Coloradans are proud of the home-grown band The Fray’s success. A part of those who report on the local scene want to root for the home team – we like it when local bands take off so we can say “we wrote about them when.”  What’s really at stake now for The Fray, as with any artist embarking on their sophomore effort, is whether their platinum debut How to Save a Life was the first chapter to a long musical career, or the climax, leading to 20 years of falling action, playing the same two hits for the next 20 years in low-rent bars.

The good news is, there are plenty of songs of the caliber of “How to Save a Life” and “Over My Head (Cable Car)”, particularly since their first single from the self-titled follow up, “You Found Me”, has gotten the same kind of high-profile promotion as “How to Save a Life” did by getting aired inside an episode of Grey’s Anatomy in 2006; “You Found Me” gets a prime time world premiere in a new video for the next season of Lost.

“The Syndicate” has the kind of piano-pop and whispery, yearning vocals of front man Isaac Slade that propelled them to fame. “Enough for Now” also manages some of their soaring, life-affirming melancholy that touches the heart strings without making you suicidal.
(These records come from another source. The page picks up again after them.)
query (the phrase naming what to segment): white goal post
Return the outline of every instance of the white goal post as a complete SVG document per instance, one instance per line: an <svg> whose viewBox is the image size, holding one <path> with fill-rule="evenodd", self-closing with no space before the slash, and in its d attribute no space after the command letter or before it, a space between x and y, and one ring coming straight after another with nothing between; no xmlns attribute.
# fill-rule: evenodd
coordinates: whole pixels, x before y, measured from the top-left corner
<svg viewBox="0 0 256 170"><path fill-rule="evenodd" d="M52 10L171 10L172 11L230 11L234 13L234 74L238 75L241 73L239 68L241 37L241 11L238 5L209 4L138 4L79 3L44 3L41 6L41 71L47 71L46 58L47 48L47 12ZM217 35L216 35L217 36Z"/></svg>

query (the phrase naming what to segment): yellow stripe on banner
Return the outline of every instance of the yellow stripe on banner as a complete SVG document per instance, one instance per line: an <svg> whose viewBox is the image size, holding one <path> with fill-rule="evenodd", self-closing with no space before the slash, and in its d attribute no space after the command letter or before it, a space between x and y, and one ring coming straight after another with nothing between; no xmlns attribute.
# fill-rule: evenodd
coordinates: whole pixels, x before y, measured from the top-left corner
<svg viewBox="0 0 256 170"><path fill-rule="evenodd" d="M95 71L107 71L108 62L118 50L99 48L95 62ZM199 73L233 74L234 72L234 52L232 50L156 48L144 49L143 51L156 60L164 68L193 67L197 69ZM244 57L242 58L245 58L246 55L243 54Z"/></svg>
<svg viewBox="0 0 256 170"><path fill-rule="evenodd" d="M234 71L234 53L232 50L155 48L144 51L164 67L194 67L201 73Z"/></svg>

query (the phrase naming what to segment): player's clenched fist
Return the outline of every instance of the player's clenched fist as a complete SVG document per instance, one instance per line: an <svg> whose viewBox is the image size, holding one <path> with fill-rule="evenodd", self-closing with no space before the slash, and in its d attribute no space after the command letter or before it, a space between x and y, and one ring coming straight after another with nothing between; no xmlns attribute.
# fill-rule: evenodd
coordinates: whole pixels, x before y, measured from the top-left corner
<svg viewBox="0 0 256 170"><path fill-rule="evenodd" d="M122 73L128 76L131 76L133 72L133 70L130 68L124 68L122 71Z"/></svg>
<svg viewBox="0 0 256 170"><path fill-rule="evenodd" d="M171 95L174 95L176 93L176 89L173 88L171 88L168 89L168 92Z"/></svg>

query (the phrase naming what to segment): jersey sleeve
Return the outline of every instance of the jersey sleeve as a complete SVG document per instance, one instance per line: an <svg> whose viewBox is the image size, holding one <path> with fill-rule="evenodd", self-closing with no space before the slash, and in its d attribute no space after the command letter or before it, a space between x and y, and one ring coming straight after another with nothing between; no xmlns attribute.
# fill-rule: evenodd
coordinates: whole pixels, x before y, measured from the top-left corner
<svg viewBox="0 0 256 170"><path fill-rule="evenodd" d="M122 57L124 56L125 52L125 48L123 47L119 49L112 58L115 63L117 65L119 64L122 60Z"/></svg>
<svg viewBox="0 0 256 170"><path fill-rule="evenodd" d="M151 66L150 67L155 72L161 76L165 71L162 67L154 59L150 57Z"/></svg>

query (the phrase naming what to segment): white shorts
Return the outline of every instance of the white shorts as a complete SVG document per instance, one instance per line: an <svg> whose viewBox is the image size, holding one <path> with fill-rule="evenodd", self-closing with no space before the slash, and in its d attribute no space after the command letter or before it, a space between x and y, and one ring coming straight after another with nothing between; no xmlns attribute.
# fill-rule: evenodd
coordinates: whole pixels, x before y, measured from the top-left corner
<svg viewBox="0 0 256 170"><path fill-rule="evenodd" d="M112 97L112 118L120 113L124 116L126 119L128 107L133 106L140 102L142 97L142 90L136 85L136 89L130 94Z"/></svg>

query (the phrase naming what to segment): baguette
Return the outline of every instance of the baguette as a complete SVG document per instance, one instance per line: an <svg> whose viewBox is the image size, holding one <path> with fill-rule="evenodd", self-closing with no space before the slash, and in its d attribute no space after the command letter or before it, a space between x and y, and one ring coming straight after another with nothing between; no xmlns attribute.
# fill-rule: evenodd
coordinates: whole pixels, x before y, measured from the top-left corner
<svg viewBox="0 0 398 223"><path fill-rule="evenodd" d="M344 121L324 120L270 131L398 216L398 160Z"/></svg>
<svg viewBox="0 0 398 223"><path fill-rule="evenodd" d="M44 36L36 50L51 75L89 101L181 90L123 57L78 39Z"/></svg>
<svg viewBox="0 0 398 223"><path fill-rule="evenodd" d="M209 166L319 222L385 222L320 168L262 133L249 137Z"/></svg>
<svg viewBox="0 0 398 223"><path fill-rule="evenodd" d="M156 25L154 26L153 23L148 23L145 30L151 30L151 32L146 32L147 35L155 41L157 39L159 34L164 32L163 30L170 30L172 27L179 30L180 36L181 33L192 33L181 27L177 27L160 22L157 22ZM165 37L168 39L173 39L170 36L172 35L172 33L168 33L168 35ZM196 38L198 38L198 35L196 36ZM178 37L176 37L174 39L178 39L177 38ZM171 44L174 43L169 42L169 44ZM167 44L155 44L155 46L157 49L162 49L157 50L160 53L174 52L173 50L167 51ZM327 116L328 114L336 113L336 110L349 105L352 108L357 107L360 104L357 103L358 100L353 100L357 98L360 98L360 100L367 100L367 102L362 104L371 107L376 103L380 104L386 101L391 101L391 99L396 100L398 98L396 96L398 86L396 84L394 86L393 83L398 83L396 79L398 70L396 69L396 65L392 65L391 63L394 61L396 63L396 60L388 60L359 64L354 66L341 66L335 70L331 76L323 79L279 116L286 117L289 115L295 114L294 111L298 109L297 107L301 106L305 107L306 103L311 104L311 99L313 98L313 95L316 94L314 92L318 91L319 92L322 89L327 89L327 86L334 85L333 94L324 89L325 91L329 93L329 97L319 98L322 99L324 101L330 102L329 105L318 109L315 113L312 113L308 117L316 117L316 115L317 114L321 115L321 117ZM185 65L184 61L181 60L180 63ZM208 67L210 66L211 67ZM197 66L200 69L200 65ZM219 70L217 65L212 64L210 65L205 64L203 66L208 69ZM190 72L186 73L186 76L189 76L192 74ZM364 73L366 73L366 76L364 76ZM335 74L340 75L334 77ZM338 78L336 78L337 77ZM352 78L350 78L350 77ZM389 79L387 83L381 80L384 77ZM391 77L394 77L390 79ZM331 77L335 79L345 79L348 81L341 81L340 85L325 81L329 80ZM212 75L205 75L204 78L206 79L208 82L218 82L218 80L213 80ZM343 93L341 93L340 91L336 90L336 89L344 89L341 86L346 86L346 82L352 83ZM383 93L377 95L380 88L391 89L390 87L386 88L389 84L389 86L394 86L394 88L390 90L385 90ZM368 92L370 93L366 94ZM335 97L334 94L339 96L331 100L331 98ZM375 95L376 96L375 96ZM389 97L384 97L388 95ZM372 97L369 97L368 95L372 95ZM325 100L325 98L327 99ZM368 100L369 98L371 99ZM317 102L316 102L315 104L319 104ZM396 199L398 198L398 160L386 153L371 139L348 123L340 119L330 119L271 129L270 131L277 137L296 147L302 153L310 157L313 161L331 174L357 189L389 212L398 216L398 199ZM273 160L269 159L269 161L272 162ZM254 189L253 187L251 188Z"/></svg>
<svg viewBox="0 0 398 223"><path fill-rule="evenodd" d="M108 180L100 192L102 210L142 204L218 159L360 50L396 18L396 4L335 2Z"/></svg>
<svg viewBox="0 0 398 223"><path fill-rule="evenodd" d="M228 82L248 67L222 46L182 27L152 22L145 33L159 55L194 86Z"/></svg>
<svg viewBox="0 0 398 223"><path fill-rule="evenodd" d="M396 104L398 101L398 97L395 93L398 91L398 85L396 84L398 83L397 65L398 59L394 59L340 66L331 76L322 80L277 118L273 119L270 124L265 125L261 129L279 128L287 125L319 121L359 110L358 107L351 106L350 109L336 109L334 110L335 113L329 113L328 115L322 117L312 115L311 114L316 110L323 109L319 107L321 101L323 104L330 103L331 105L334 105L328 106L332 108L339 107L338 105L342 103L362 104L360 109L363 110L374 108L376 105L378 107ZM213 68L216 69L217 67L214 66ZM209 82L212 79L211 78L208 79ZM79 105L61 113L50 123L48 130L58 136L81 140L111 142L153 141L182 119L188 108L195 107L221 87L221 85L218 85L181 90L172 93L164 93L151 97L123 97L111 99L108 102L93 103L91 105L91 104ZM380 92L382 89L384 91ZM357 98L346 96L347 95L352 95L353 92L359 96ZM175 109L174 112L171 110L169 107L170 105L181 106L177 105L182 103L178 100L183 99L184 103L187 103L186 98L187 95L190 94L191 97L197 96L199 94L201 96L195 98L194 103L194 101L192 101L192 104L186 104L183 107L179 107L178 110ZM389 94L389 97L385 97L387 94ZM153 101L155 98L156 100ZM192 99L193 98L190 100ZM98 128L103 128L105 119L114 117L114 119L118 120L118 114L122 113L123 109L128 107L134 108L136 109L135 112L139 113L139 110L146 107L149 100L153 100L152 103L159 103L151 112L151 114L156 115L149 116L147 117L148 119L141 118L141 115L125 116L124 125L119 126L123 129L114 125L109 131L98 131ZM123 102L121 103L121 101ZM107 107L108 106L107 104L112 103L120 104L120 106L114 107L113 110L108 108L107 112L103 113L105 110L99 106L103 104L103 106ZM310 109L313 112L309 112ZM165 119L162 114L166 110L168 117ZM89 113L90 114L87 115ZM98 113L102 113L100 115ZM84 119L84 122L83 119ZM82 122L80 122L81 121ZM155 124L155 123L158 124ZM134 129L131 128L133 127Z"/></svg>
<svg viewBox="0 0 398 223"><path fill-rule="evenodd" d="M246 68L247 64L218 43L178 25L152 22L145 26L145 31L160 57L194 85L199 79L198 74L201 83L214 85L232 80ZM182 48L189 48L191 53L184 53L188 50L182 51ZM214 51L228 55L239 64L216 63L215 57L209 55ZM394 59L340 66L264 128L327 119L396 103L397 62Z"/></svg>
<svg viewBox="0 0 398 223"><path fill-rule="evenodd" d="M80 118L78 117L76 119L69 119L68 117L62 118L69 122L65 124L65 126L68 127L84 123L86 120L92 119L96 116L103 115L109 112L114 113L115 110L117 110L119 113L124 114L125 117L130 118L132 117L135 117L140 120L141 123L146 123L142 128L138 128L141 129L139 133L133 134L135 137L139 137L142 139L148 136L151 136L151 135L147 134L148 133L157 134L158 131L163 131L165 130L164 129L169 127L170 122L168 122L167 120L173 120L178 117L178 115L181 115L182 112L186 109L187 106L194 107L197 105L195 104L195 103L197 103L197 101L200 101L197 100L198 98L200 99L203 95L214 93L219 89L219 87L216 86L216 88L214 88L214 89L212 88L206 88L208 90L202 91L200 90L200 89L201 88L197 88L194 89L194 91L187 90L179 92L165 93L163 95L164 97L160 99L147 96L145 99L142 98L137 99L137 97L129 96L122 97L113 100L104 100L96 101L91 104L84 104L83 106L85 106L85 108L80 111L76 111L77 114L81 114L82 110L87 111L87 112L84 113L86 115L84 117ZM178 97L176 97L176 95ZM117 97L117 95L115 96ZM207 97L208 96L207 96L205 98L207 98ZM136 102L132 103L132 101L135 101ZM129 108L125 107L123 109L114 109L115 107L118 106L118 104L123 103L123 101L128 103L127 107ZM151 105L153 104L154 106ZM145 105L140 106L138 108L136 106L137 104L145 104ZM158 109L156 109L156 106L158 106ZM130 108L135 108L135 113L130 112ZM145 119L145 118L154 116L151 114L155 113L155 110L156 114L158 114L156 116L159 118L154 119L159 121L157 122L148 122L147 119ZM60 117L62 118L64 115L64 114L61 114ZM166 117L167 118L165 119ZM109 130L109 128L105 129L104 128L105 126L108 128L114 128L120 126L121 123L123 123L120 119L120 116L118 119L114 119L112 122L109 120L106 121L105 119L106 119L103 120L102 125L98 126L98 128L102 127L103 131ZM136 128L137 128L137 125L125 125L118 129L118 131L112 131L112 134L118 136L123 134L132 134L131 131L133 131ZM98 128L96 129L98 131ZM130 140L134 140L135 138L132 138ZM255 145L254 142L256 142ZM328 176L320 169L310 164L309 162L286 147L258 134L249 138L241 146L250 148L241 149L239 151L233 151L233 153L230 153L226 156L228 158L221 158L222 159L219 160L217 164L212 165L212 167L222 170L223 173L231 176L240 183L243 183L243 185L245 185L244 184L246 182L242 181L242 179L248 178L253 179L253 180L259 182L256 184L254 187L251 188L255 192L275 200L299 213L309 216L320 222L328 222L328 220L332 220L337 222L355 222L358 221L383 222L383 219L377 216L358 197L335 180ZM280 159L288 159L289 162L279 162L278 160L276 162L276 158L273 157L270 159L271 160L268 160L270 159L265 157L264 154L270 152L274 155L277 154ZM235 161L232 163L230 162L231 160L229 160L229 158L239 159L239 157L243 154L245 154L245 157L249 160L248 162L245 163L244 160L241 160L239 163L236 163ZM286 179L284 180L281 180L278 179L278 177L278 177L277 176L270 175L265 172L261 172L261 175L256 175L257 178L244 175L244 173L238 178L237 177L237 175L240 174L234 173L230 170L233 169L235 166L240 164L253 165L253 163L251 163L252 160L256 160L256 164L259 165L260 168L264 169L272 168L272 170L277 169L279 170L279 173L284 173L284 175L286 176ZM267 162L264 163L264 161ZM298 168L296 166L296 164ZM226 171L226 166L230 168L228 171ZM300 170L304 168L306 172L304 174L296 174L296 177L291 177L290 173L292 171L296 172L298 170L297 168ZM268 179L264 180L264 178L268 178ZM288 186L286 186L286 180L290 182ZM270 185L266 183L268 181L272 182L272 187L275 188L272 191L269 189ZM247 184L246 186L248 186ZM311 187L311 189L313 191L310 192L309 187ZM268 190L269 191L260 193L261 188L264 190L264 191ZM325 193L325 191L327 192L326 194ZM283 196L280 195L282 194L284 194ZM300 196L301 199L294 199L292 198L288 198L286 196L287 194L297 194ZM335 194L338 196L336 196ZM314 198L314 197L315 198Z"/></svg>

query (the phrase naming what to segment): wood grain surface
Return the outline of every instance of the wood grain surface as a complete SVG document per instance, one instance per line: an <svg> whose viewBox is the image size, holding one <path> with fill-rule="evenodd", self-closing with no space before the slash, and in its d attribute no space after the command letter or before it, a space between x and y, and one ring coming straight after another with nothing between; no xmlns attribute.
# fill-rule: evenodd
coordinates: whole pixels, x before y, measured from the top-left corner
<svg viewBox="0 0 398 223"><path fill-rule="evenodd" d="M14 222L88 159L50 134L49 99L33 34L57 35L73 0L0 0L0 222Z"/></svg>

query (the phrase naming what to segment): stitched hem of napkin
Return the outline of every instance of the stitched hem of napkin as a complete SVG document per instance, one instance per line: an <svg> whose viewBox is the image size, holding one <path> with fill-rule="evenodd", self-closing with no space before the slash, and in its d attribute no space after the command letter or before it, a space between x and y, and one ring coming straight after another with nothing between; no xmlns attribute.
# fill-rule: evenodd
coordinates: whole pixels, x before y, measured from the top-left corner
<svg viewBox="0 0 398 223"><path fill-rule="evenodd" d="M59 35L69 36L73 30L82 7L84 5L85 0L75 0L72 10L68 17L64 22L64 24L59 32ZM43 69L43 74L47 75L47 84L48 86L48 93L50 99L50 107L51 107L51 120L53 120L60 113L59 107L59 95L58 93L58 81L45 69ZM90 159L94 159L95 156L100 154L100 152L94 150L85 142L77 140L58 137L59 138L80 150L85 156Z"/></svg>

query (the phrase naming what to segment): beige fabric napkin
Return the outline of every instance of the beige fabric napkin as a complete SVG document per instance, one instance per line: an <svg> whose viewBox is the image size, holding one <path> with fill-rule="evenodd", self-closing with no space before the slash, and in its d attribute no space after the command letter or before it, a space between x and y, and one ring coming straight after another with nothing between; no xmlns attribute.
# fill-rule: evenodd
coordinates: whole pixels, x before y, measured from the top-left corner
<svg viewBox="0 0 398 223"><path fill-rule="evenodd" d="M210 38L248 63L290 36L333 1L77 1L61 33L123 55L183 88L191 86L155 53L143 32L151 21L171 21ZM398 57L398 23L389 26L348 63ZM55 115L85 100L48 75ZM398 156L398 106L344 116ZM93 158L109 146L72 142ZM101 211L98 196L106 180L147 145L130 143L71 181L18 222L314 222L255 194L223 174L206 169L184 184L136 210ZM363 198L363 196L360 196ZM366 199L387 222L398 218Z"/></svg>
Some have complained about the nice-guy next door vocals and possibly Christian lyrics, but it is The Fray’s willingness not to be “edgy” that gives them their edge. Only a rebel would dare to be spiritual and earnest in a business built on exploiting bad-boy rebellion. It’s also about time that musical artists who happen to be Christian can sing honestly without being labeled “Christian”. Christian artists where their faith on their sleeve; the message is the music’s purpose, the goal is not to entertain but to win converts by trying to be as “cool” as mainstream bands.

Slade is married, as is the band’s co-founder Joe King. The two met at Faith Christian Academy, but any soft references to their faith never come off as anything more than honest expressions of their inner-being, where all good lyrics come from.

The problem is that there is nothing here beyond their standard formula. It is no small thing to capture the magic of their first album, but The Fray fails to break any new ground. It is as good as the last album, which is to say, it’s just more of the same. Of the ten tracks, only “We Build Then We Break” manages to surprise. With “The Fray”, they have not established themselves as a band that will stick around, but they have earned another try.